Sicko game developers keep returning to reinvent Tetris

Some people might call Tetris the perfect game, and it’s hard to argue with that. Created in 1985, Tetris has endured across generations and platforms, making its way onto essentially every platform possible. The game is simple and timeless, with one block falling at a time. There are a few basic shapes, like L-blocks, squares, and z-shaped squiggles, and the player must interlock the pieces together until rows fill the screen horizontally, which clears them, making room for more bricks.

There are various ways to enjoy the core Tetris loop as a pastime — some people like to relax and unwind, while others treat it as a challenge. Then there are the games that take the core foundation of Tetris and crank things up.

The most obvious example of this is Tetris 99, the battle royale game on Nintendo Switch. Each player is locked into their own individual game that ramps up in speed until only one player remains. Some players get eliminated right off the bat in the initial churn, but that doesn’t promise an easy match.

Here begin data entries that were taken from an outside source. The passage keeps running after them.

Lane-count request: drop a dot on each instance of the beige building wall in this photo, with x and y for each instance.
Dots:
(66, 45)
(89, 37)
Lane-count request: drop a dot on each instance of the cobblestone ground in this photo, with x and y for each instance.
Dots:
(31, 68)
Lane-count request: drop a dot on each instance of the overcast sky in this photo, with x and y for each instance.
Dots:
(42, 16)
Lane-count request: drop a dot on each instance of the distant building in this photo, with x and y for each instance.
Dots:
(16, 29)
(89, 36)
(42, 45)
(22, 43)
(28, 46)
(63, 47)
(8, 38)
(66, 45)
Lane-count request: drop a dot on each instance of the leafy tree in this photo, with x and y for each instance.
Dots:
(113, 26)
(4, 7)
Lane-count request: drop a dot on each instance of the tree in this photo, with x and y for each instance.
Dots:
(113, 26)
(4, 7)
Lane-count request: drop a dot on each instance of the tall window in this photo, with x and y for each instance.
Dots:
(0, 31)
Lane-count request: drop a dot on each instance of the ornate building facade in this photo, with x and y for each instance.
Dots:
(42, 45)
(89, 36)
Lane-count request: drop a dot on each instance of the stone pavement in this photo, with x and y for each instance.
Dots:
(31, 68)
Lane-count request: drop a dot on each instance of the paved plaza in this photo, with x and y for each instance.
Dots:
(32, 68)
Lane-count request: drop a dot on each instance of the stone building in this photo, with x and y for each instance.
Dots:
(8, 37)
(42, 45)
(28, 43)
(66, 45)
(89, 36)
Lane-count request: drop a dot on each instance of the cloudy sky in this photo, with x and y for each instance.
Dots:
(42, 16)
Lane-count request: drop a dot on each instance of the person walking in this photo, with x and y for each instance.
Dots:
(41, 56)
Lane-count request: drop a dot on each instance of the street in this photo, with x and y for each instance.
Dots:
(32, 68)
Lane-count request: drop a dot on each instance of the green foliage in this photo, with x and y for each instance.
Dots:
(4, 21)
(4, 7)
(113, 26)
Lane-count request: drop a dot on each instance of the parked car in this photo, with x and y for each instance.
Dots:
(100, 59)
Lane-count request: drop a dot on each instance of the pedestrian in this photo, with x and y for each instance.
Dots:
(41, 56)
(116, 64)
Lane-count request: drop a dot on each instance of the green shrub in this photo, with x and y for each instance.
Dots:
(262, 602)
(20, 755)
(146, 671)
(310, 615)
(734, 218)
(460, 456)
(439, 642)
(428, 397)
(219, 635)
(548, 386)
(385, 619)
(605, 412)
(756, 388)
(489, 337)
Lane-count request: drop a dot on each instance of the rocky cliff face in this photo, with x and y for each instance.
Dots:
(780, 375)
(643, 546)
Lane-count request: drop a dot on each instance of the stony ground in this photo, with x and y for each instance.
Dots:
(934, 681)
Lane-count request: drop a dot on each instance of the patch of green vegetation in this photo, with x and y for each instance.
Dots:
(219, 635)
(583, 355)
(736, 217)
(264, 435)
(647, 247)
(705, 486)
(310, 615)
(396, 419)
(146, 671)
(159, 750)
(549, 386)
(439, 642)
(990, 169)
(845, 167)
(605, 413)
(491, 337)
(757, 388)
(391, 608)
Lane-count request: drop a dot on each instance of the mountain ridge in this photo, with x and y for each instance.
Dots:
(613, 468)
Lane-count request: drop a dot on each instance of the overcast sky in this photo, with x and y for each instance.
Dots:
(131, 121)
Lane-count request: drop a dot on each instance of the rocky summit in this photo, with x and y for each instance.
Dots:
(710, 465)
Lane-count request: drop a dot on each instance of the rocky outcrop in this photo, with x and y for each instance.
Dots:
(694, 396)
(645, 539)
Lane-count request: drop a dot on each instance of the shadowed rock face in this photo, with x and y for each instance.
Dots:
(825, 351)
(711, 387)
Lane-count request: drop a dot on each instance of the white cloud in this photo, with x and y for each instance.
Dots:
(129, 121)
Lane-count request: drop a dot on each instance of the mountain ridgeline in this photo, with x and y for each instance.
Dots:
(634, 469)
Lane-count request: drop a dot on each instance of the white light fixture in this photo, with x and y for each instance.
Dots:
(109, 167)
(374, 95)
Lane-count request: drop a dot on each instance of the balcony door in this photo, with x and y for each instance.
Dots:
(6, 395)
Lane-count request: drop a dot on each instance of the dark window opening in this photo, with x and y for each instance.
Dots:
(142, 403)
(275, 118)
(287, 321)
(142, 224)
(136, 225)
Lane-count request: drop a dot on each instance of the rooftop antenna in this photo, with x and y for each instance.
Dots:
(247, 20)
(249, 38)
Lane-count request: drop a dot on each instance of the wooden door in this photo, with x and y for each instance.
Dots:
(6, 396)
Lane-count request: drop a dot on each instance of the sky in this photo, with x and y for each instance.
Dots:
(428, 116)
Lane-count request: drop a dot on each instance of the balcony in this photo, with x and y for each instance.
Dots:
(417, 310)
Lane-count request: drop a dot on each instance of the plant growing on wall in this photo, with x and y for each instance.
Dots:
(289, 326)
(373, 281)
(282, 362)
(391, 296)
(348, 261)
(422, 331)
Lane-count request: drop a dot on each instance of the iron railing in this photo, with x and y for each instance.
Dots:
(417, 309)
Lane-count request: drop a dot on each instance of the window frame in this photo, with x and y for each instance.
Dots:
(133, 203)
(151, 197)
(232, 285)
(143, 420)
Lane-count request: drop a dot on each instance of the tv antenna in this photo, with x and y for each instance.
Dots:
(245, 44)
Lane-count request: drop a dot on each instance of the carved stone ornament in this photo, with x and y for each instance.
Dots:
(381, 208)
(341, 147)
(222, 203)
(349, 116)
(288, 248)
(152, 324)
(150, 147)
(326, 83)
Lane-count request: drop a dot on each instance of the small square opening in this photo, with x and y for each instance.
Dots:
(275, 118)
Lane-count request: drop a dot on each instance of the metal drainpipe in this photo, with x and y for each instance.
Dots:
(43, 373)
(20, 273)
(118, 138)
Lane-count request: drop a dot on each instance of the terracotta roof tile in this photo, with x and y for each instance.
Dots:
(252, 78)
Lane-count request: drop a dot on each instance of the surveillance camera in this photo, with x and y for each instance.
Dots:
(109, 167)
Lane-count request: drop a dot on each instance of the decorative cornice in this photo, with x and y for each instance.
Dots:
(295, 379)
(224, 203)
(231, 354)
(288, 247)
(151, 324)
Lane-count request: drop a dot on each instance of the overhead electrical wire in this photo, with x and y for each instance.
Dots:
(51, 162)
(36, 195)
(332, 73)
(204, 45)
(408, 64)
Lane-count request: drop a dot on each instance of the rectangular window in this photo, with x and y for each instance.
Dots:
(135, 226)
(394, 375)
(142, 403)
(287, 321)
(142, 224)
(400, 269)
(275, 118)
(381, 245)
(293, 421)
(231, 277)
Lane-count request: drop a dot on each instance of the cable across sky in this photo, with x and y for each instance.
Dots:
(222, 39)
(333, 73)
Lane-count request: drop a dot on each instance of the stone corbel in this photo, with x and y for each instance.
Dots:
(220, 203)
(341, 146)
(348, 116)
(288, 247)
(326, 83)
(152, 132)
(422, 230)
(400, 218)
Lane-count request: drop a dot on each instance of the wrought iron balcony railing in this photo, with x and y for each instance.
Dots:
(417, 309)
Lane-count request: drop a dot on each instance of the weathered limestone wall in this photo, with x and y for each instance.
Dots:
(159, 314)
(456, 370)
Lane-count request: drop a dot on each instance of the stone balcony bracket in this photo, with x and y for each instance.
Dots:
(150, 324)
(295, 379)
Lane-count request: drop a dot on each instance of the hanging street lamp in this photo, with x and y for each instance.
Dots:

Not only are you playing against dozens of other Tetris fans, but they sabotage your game by sending their overflow blocks over to your screen at the worst possible moments. I’ve only scraped out a couple of Tetris 99 wins, and each one was a hard fought battle.

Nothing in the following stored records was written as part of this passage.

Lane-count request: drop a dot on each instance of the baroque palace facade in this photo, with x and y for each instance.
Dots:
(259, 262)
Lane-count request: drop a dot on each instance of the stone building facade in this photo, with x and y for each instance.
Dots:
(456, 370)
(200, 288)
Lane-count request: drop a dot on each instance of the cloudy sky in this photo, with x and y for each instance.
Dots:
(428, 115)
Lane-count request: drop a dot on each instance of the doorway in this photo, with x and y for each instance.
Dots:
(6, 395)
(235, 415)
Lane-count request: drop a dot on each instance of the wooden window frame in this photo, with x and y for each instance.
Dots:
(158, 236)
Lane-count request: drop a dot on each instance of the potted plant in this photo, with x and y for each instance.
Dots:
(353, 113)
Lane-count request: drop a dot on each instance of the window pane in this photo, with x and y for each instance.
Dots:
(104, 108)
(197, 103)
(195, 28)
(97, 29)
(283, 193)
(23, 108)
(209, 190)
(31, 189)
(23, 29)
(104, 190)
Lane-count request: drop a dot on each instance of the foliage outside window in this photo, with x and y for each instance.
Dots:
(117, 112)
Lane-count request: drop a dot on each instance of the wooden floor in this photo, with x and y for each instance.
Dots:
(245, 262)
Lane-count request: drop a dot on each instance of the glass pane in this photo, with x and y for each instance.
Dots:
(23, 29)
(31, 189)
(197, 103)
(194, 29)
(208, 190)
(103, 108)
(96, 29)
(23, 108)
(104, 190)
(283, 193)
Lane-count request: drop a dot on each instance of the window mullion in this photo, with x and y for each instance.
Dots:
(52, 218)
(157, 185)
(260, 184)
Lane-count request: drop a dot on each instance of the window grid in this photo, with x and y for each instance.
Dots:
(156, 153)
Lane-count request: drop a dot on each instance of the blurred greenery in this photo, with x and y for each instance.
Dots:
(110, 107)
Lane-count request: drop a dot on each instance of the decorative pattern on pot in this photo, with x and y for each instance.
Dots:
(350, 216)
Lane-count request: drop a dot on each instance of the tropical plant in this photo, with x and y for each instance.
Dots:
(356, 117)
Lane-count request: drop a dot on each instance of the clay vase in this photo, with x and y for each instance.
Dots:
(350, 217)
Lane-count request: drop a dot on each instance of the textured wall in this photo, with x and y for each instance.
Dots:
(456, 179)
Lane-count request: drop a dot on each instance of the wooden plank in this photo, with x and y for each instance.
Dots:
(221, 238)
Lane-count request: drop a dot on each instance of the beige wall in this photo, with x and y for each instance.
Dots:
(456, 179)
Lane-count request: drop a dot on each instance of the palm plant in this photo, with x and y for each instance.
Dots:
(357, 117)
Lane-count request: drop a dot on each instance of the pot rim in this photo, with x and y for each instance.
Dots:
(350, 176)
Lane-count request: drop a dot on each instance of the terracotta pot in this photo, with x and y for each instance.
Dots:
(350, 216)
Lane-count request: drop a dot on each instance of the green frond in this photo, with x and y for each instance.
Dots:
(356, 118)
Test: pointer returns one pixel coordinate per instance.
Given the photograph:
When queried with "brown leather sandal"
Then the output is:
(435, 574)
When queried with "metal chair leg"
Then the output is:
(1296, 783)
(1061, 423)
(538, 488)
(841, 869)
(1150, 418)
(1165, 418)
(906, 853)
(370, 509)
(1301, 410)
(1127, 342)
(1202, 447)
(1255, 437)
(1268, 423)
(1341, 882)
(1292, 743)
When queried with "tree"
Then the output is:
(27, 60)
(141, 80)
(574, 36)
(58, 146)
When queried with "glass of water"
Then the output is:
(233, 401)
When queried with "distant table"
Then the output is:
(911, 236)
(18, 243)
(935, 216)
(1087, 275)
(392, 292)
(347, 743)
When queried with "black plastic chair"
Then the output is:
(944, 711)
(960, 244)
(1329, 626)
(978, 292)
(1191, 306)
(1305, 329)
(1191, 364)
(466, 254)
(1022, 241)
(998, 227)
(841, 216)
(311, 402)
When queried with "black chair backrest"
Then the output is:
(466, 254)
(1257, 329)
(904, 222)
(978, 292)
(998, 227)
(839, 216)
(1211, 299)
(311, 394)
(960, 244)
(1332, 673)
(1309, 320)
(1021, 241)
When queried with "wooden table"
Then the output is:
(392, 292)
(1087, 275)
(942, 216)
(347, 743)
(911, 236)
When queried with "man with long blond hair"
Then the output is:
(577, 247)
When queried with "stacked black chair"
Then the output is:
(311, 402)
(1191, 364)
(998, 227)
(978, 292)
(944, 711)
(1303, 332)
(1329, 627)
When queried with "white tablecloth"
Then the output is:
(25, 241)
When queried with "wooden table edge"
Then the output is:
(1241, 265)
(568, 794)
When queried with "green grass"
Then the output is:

With classic Tetris, difficulty can be scaled up through speed, too, with blocks piling up until they inevitably end the game. In January 2024, a 13-year-old gamer was the first player to beat NES Tetris, an astonishing feat that most thought impossible. The game is so simple, yet intuitive, that it can serve as a foundation for developers to wreak all sorts of havoc.

Consider for instance, the curious case of Schwerkraftprojektiongerät, a fan version of Tetris from Stephen Lavelle that’s as hard to play as it is to pronounce. This version has four different games of Tetris playing at once, each on a different angle, and with gravity skewed so blocks can tumble from one game into another. Another solo developer ran an experiment called Terrible Tetris Tuesday, all about coming up with a new, unhinged take on the original game each Tuesday, like a version with sticky blocks, or one with a persistent fog of war.

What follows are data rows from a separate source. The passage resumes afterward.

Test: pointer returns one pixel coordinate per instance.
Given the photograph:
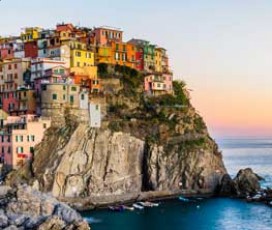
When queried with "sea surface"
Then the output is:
(204, 214)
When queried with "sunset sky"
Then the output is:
(222, 49)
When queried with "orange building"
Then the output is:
(104, 35)
(123, 54)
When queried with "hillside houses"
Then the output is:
(44, 71)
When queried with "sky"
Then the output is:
(222, 49)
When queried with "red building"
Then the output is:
(6, 52)
(10, 102)
(31, 49)
(140, 59)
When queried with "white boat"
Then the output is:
(137, 206)
(149, 204)
(128, 208)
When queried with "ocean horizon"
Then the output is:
(206, 214)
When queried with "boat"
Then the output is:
(183, 199)
(257, 197)
(137, 206)
(116, 208)
(149, 204)
(128, 208)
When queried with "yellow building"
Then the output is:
(80, 56)
(104, 54)
(90, 71)
(30, 34)
(158, 59)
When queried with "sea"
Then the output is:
(206, 213)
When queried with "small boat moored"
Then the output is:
(183, 199)
(137, 206)
(116, 208)
(129, 208)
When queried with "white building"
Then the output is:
(95, 115)
(40, 65)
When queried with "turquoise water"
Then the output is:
(206, 214)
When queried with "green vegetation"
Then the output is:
(116, 126)
(199, 124)
(181, 98)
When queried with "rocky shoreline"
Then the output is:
(26, 208)
(23, 207)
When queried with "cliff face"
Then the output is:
(144, 145)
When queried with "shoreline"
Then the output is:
(92, 203)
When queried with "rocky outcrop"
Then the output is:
(26, 208)
(149, 146)
(246, 183)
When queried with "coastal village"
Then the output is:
(44, 71)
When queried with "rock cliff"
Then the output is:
(146, 145)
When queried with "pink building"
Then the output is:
(19, 137)
(12, 74)
(158, 84)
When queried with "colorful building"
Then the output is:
(39, 66)
(12, 73)
(80, 56)
(31, 49)
(148, 53)
(60, 95)
(158, 59)
(30, 34)
(158, 84)
(103, 36)
(103, 54)
(19, 137)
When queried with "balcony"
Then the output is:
(8, 81)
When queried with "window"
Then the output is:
(78, 53)
(44, 87)
(72, 99)
(20, 150)
(31, 149)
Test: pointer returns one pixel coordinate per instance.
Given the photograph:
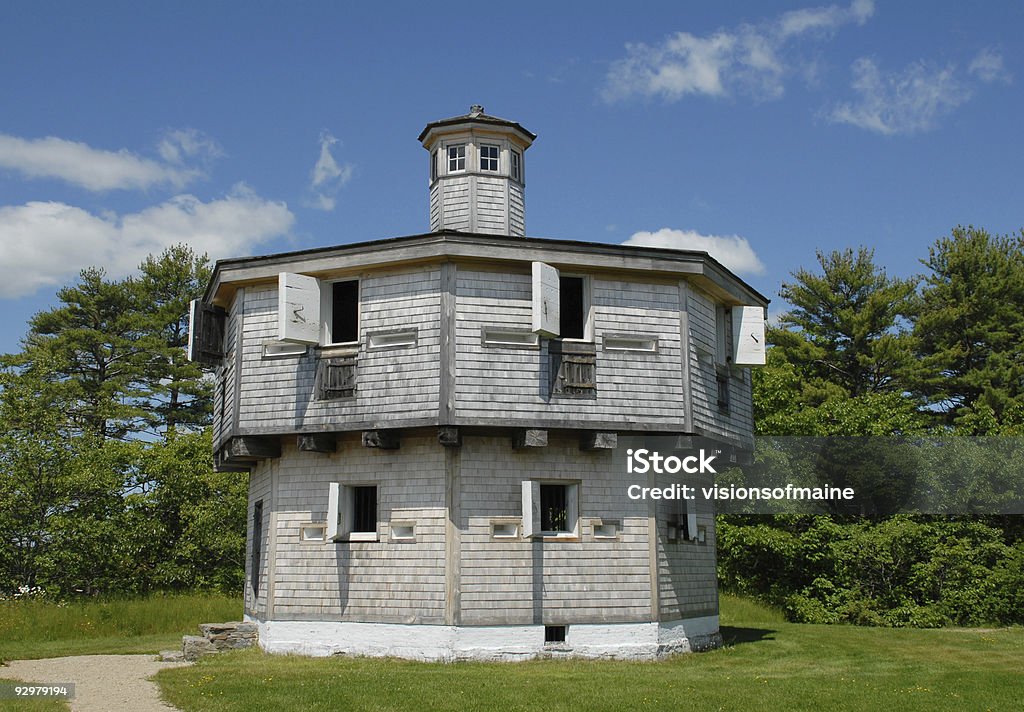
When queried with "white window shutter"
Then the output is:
(298, 308)
(546, 302)
(333, 511)
(748, 336)
(530, 508)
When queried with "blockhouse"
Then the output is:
(435, 427)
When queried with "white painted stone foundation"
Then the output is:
(448, 643)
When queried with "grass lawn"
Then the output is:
(31, 629)
(766, 664)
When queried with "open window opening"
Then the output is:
(351, 512)
(257, 550)
(550, 509)
(344, 311)
(488, 158)
(572, 319)
(555, 634)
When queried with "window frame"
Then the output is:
(450, 158)
(587, 307)
(482, 156)
(572, 516)
(342, 501)
(327, 311)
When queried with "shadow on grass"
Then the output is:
(735, 636)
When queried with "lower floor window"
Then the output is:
(550, 508)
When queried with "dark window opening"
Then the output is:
(570, 307)
(488, 158)
(257, 549)
(457, 158)
(554, 508)
(723, 393)
(345, 311)
(365, 508)
(555, 633)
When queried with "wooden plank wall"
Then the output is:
(551, 582)
(391, 383)
(384, 581)
(496, 382)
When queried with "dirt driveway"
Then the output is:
(102, 683)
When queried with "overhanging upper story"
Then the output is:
(481, 331)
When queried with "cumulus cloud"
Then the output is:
(98, 169)
(987, 66)
(180, 145)
(750, 58)
(44, 243)
(328, 176)
(909, 100)
(732, 251)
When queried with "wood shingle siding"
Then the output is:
(280, 394)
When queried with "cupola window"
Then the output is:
(457, 158)
(488, 158)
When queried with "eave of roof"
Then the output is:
(491, 248)
(476, 118)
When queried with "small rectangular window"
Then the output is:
(554, 634)
(365, 509)
(402, 531)
(345, 311)
(554, 508)
(488, 158)
(457, 158)
(571, 308)
(504, 530)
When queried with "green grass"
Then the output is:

A screenshot of Reaktor, a Tetris-style four-sided game, showing a player dropping a T-shaped block on a built out cube, with red missed pieces littering the bottom.

Reaktor, released in October 2024, looks like a game in this genre at first glance. The big twist here is that you’re playing a game like Tetris, but with each turn, gravity moves like a windmill, and the player must build up a cube in the center rather than a line at the bottom. When you first see how the cube in the center of the screen can spiral out of control, it feels intimidating. But figuring out how to right your wrongs and adapt to building a cube is a fascinating challenge. 

I thought Tetris pieces were familiar friends, but Reaktor made me reconsider each one. I trusted you, L-block; how could you screw my run like this? It’s always fascinating to see developers return to such a beloved title and figure out a new angle to complicate the classic formula. If you’re interested in testing your brain against an evolution of the original Tetris, then a game like Reaktor is a great choice. Luckily, our cups will runneth over with new Tetrises for as long as people are making games, whether that be Puyo Puyo Tetris 2, Tetris Effect, or a solo dev project that makes the comforting puzzle game much more challenging and mind-bending.